Ihrer Figur gewinnt sie erneut skurrile, auch komische Momente ab. Wieder einmal mimt sie eine eher ungelenke, etwas schräge Figur. Frauen, die die Liebe verpassen, um Haaresbreite am Glück vorbeischlittern, leicht schief ins Leben gebaut sind, scheinen ihre Spezialität zu sein. Aber sie zeigt stets das Unkonventionelle, Liebenswerte, Tiefe ihrer Figuren.

Wie in der leider wenig überzeugenden Komödie "Eine Insel namens Udo" neben Kurt Krömer oder in dem Fernsehfilm "Ein spätes Mädchen", ebenfalls von Handloegten, für den sie den Hessischen Film- und Kinopreis erhielt. Nie würde sie ihre Figuren verraten. "Ich habe keine Angst, auf die skurrile Chaotin festgelegt zu werden. Ich mag diese Rollen, weil sie Ecken und Kanten haben", sagt Haberlandt offen. "Ich bin nicht die schöne blonde Ehefrau, die dem Mann ab und zu den Rücken streichelt.
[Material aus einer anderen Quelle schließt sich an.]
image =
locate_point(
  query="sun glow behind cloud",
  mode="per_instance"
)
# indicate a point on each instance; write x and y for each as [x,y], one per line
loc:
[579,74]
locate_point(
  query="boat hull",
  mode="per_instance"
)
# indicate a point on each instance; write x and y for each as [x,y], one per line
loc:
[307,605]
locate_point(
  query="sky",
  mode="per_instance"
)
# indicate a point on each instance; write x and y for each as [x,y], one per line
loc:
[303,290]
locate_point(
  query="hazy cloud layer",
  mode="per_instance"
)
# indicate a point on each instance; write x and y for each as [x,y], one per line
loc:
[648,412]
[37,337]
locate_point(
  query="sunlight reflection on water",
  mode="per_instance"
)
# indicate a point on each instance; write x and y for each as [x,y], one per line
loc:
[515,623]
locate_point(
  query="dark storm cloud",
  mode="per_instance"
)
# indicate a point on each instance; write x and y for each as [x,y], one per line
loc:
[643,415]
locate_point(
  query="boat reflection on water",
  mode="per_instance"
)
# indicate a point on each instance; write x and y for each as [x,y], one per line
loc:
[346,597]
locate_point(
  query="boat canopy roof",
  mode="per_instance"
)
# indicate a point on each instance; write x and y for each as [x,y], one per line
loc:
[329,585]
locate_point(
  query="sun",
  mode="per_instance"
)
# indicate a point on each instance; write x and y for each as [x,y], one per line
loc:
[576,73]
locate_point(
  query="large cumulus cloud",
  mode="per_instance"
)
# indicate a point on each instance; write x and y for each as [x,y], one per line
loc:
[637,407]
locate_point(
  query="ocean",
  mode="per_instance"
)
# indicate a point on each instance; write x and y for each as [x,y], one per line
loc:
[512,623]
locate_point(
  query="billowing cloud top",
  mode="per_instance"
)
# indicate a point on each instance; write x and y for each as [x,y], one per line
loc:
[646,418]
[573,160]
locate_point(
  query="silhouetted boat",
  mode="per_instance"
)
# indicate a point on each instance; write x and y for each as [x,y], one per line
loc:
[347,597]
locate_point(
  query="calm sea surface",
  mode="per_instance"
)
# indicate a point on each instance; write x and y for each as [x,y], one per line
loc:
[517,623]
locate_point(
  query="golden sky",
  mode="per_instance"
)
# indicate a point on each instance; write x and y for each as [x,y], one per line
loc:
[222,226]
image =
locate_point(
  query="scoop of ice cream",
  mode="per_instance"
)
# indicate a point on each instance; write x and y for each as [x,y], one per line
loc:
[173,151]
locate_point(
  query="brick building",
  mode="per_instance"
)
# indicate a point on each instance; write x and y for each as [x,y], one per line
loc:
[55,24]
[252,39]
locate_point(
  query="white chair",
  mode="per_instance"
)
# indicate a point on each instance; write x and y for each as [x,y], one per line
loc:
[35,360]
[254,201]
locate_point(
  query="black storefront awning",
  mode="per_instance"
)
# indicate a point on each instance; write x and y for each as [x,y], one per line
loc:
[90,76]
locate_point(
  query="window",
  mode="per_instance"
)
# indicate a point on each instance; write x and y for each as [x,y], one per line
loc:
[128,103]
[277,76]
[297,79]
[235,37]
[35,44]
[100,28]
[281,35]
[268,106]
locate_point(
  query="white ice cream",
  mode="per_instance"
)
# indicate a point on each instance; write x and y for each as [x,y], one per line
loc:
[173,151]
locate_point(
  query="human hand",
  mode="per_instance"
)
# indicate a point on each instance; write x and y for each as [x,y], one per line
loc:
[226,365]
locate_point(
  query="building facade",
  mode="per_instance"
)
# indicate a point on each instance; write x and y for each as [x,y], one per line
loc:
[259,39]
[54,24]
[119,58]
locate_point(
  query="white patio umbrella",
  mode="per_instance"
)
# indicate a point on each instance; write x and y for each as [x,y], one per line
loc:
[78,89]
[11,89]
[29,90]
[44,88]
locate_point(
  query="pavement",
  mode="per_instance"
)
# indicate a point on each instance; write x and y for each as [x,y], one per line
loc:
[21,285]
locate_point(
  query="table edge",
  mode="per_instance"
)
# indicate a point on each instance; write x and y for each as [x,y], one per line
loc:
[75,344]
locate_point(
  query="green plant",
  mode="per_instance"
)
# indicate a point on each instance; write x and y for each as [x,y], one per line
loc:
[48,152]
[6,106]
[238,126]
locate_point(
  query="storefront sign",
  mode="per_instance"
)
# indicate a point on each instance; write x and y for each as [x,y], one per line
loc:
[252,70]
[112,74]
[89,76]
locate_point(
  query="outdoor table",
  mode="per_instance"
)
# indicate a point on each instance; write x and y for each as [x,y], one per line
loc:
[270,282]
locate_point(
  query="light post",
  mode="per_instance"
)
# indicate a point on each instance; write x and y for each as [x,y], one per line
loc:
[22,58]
Die Figuren sind nicht mit sich im Reinen. Das finde ich super. Da kann ich viel zeigen. Kauzig oder schräg finde ich zum Spielen interessanter." Anscheinend bringe sie so etwas mit, gibt sie zu. Und deshalb sei es albern, dagegen anzuspielen. Dennoch würde man dieser Schauspielerin ernsthafte, reife Rollen, die sie im Theater längst spielt und die sie etwa in "Erbsen auf halb acht" auch auf der Leinwand schon gezeigt hat, häufiger wünschen.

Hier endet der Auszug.